Even in the case of the fires in Colorado, I think such an interpretation of Providence applies–not as though some great, grievous sin has been exposed by the fires, but that everything in our lives are fragile, frail, and transient, and that we must find security only in Christ. Piper, reflecting on the message of the “tornado” of his own cancer, writes:

I said to myself three years ago: God’s design in the tornado of this cancer is “to deepen my love for Christ…and to wean me off the breast of the world.” It aims to make my besetting sins look less attractive than they ever have.

This tornado “is designed to destroy the appetite for sin. Pride, greed, lust, hatred, unforgiveness, impatience, laziness, procrastination—all these are the adversaries that cancer is meant to attack.” In other words, the cancer-tornado was a merciful rebuke to my worldliness and a timely thrust toward holiness.

I think that he has an extremely valid point, biblically speaking. The Scriptures tell us exactly how to read general revelation:

[19:1] The heavens declare the glory of God,
and the sky above proclaims his handiwork.
[2] Day to day pours out speech,
and night to night reveals knowledge.
[3] There is no speech, nor are there words,
whose voice is not heard.
[4] Their voice goes out through all the earth,
and their words to the end of the world.
In them he has set a tent for the sun,
[5] which comes out like a bridegroom leaving his chamber,
and, like a strong man, runs its course with joy.
[6] Its rising is from the end of the heavens,
and its circuit to the end of them,
and there is nothing hidden from its heat. (Psalm 19:1-6 ESV)

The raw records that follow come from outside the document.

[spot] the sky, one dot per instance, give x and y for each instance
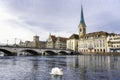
(22, 19)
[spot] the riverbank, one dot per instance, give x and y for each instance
(105, 54)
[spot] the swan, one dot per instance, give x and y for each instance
(56, 71)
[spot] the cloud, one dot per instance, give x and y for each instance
(12, 27)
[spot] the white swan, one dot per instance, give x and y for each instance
(56, 71)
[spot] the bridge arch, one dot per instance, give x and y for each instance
(62, 53)
(49, 52)
(7, 52)
(28, 52)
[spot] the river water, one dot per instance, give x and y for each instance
(82, 67)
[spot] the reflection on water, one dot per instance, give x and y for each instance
(83, 67)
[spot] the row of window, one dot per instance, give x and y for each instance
(94, 50)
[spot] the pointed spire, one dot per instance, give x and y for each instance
(82, 16)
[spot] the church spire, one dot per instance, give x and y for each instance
(82, 16)
(82, 25)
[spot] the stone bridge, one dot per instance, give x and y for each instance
(12, 51)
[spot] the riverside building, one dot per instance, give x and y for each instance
(56, 42)
(95, 42)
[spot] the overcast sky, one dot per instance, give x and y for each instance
(22, 19)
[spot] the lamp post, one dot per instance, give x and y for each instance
(7, 42)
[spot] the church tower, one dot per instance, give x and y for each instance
(82, 25)
(36, 41)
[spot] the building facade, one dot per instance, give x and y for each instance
(72, 42)
(113, 43)
(94, 42)
(56, 42)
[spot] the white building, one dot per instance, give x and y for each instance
(113, 44)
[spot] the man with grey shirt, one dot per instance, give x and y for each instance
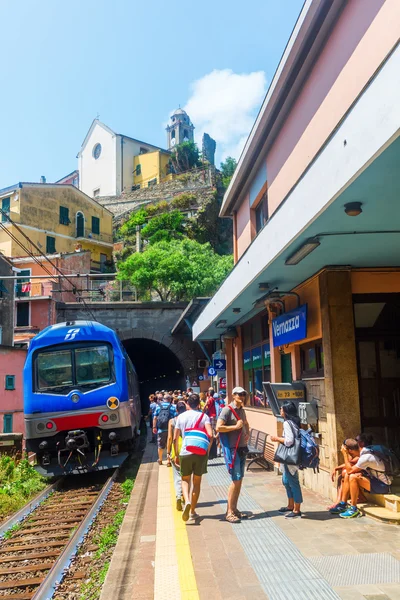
(233, 430)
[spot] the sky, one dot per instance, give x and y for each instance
(131, 63)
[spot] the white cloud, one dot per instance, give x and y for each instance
(224, 104)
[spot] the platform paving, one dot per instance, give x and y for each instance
(266, 556)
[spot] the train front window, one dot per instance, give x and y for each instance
(54, 369)
(92, 365)
(80, 366)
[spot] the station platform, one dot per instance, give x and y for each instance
(318, 557)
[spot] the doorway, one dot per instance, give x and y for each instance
(377, 321)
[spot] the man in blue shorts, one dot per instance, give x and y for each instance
(233, 430)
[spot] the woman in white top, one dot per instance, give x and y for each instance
(290, 478)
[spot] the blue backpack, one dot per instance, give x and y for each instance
(309, 451)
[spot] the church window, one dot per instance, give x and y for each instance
(96, 151)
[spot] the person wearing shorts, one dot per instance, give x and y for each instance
(234, 435)
(192, 466)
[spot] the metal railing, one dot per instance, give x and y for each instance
(88, 234)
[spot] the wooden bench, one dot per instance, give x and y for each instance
(257, 445)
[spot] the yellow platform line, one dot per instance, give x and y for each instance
(187, 578)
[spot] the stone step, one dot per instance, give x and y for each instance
(380, 514)
(389, 501)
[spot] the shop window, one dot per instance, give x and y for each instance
(312, 359)
(5, 207)
(64, 215)
(7, 424)
(10, 382)
(50, 244)
(96, 225)
(22, 314)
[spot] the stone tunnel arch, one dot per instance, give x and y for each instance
(157, 366)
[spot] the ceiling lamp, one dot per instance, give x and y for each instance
(222, 323)
(303, 251)
(353, 209)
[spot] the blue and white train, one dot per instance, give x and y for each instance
(81, 399)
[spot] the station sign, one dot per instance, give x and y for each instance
(290, 327)
(278, 393)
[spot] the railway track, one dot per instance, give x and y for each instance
(35, 554)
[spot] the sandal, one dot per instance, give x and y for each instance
(239, 514)
(232, 518)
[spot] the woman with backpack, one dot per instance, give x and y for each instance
(290, 478)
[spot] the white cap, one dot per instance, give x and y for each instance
(238, 390)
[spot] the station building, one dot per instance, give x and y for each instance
(315, 291)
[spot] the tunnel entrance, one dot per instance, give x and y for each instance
(156, 365)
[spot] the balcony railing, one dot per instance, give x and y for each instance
(100, 237)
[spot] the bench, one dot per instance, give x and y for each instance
(257, 444)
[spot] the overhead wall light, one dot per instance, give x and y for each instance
(353, 209)
(303, 251)
(221, 323)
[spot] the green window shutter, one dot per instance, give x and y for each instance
(10, 382)
(95, 225)
(5, 207)
(50, 244)
(64, 215)
(7, 424)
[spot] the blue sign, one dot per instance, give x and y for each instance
(219, 364)
(290, 327)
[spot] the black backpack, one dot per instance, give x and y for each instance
(164, 417)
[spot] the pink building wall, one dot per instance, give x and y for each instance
(362, 38)
(12, 361)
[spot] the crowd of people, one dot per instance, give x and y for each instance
(193, 428)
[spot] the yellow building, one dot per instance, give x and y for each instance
(150, 168)
(56, 218)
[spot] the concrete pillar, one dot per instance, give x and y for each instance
(340, 363)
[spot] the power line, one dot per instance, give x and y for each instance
(55, 267)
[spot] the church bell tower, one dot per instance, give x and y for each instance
(180, 129)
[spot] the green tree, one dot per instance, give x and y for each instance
(185, 156)
(176, 270)
(227, 169)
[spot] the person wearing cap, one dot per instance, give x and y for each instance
(180, 408)
(233, 430)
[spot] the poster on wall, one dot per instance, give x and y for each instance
(290, 327)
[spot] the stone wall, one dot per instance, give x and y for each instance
(199, 180)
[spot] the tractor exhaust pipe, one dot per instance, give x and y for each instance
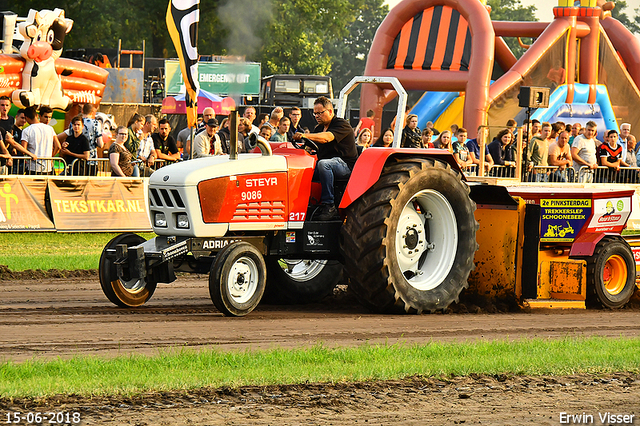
(233, 135)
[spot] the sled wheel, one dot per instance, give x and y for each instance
(293, 281)
(237, 279)
(409, 241)
(122, 291)
(611, 274)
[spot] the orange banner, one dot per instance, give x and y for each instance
(22, 205)
(98, 205)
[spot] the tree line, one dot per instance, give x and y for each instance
(285, 36)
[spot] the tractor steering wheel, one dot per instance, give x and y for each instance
(306, 143)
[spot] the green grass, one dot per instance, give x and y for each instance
(188, 369)
(21, 251)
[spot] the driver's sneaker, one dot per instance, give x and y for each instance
(327, 212)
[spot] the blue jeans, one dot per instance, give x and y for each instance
(326, 171)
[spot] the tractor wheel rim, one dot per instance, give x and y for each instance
(133, 285)
(427, 228)
(302, 270)
(614, 274)
(242, 281)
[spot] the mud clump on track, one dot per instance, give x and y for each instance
(7, 274)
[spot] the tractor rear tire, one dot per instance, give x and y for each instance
(291, 282)
(237, 279)
(122, 292)
(611, 273)
(410, 240)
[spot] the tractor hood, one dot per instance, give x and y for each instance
(191, 172)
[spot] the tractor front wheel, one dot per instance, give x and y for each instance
(409, 241)
(125, 292)
(237, 279)
(293, 281)
(611, 272)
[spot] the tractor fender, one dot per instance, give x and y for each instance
(368, 168)
(586, 243)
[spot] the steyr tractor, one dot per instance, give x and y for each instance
(406, 236)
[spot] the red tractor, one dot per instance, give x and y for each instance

And more than that, the Scriptures tell us how we ought to respond to this incessant declaration of the glory of God:

[18] For the wrath of God is revealed from heaven against all ungodliness and unrighteousness of men, who by their unrighteousness suppress the truth. [19] For what can be known about God is plain to them, because God has shown it to them. [20] For his invisible attributes, namely, his eternal power and divine nature, have been clearly perceived, ever since the creation of the world, in the things that have been made. So they are without excuse. [21] For although they knew God, they did not honor him as God or give thanks to him, but they became futile in their thinking, and their foolish hearts were darkened. [22] Claiming to be wise, they became fools, [23] and exchanged the glory of the immortal God for images resembling mortal man and birds and animals and creeping things. (Romans 1:18-23 ESV)

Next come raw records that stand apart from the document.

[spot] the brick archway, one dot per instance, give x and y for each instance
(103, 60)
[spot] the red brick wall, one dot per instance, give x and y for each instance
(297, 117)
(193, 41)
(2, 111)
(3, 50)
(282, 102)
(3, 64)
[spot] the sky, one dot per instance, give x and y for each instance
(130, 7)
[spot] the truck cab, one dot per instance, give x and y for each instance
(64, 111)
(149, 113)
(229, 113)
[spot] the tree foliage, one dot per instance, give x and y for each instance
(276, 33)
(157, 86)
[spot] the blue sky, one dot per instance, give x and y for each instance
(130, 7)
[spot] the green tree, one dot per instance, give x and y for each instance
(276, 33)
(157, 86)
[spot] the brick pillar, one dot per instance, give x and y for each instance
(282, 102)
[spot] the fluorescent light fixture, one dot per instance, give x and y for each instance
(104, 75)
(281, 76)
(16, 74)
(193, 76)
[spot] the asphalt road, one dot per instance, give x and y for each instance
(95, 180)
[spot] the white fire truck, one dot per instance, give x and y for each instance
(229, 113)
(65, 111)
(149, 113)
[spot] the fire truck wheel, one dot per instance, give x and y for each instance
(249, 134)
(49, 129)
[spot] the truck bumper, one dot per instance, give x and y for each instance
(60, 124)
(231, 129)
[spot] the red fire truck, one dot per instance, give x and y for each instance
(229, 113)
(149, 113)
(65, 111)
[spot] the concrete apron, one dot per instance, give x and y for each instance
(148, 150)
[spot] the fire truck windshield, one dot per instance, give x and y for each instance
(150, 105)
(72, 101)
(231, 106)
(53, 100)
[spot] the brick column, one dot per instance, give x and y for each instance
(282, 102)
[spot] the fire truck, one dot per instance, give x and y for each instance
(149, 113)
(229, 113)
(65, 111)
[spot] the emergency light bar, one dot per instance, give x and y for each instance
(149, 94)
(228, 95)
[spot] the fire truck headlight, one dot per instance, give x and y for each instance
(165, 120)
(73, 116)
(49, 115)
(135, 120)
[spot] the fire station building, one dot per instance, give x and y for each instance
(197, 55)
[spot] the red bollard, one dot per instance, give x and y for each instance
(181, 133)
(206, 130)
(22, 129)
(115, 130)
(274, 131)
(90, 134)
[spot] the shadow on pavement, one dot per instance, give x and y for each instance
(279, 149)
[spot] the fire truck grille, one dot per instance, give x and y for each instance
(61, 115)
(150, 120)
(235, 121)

If we suppress the truth revealed in general revelation and do not repent, we incur the very wrath of God. Indeed, from this perspective, we should read even a sunny day as a summons to repent–how much more a tornado that falls from the sky precisely at the moment that the church of Jesus Christ officially authorizes what God has declared to be sin?

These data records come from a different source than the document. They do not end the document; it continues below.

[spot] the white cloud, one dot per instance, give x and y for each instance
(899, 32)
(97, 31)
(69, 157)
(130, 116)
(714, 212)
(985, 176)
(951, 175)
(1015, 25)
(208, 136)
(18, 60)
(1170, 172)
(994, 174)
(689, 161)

John Piper’s cancer, the Minneapolis tornado, the fires in Colorado, and even the tragic shootings a few weeks ago in Aurora, Colorado, should all echo the voice of Jesus in our ears: “Or those eighteen on whom the tower in Siloam fell and killed them: do you think that they were worse offenders than all the others who lived in Jerusalem? No, I tell you; but unless you repent, you will all likewise perish” (Luke 13:4-5).